Though in the meantime, work up to one month's living expenses. For example, let's say all your essential spending totals to $1,800. This is the 50% section of needs in the 50/30/20 budget, which includes rent, groceries, insurance, utilities, transportation, and the minimum payment on any debts you have.

What to do right now: Once you've worked out the math on how much you need to save monthly for an emergency fund, open a high-interest savings account (2% or more) and set up automatic withdrawals from your checking account or set up your direct deposit to send that money directly from your paycheck. If it’s not automatic, you likely won’t do it yourself!
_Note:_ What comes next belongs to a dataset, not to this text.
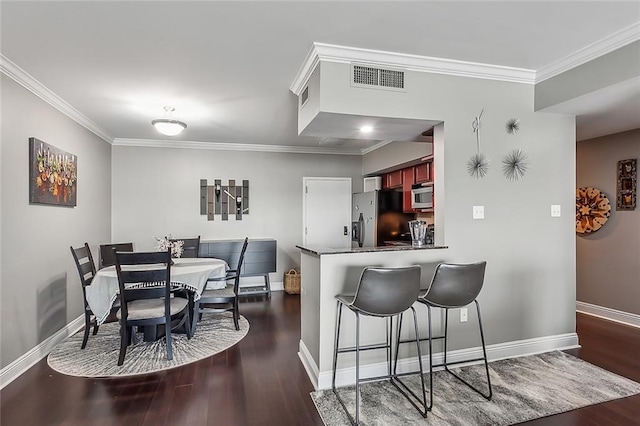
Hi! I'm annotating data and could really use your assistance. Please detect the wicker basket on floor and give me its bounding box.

Online-only banks like Ally typically have higher interest rates, but you can use anything as long as they have a high interest rate and don’t have any fees.

Paying off Debt

Debt is one of the biggest financial stressors for people, and gets in the way of your financial success. Letting high-interest debt like credit cards accumulate will only further prevent you from improving your financial wellness. You can use the debt snowball method (outlined below)to help you approach paying off your debt. The debt snowball method is a debt repayment strategy where you focus on your smallest debts first, and help you get some quick wins to keep the momentum going.

What to do right now:

  1. List out all your debts from in order of smallest to greatest balance.
  2. Pay down your smallest debt as aggressively as you can. This means cutting down on other expenses, and freeing up any money you can to pay off the debt (Use your budget to help plan for this). If you're able to, find extra sources of income to accelerate your debt payoff.
  3. While working on the smallest debt, make sure you're still making the minimum payments on your other debts. A missed payment can very negatively impact your credit score.
  4. Once you finish the smallest debt, continue on to attack the next smallest debt balance by applying the payments from the previous paid-off debt into the next one. 
  5. Repeat until all your debt is paid off!
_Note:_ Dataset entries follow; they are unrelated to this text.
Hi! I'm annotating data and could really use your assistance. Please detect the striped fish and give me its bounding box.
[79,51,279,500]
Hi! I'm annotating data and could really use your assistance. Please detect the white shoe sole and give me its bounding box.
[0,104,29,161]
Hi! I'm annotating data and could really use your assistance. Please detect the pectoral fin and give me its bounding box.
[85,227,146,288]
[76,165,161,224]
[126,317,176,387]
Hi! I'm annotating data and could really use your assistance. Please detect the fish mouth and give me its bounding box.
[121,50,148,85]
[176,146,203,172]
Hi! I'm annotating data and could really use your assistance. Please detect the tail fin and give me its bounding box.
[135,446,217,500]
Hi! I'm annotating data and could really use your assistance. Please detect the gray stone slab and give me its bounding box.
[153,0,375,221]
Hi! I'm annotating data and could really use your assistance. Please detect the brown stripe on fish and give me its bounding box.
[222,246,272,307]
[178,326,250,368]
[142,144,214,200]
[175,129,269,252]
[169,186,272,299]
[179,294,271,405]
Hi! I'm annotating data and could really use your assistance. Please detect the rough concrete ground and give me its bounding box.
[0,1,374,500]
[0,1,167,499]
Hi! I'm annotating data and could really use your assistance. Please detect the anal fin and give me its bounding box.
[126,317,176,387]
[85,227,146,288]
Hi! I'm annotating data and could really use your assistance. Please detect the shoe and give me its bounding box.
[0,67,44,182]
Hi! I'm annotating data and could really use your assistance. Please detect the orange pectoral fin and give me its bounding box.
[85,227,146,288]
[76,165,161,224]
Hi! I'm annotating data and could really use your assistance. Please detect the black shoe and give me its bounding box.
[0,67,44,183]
If you’re looking for other ways to pay off your debt, check out this blog post from Dave Ramsey, one of the household names in the personal finance space. 


A good sign of financial wellness is that you're not only doing well now, but that you’re financially set up for the future during retirement. And in many cases, the money you invest for retirement can also be tax-deductible, meaning you won't pay taxes on the contributions to your investment account. The best thing that works in your favor for retirement investing is time, so the earlier you start, the better. Compound interest is magical, as $100/month invested for 40 years, from age 25 to 65, at a 9% rate of return will mean a future balance of $441,000

Types of retirement investment accounts to consider:

  • 401(k): As of 2019, can contribute up to $19,000 annually, tax-free, and usually only available through your employer. 
  • IRA: An Individual Retirement Account is available to anyone, and as of 2019, you can contribute up to $6,000 annually, tax-free. 
  • Roth IRA: Like the IRA, but you contribute after-tax money instead. With the other accounts you’ll pay taxes on the money when you withdraw during retirement.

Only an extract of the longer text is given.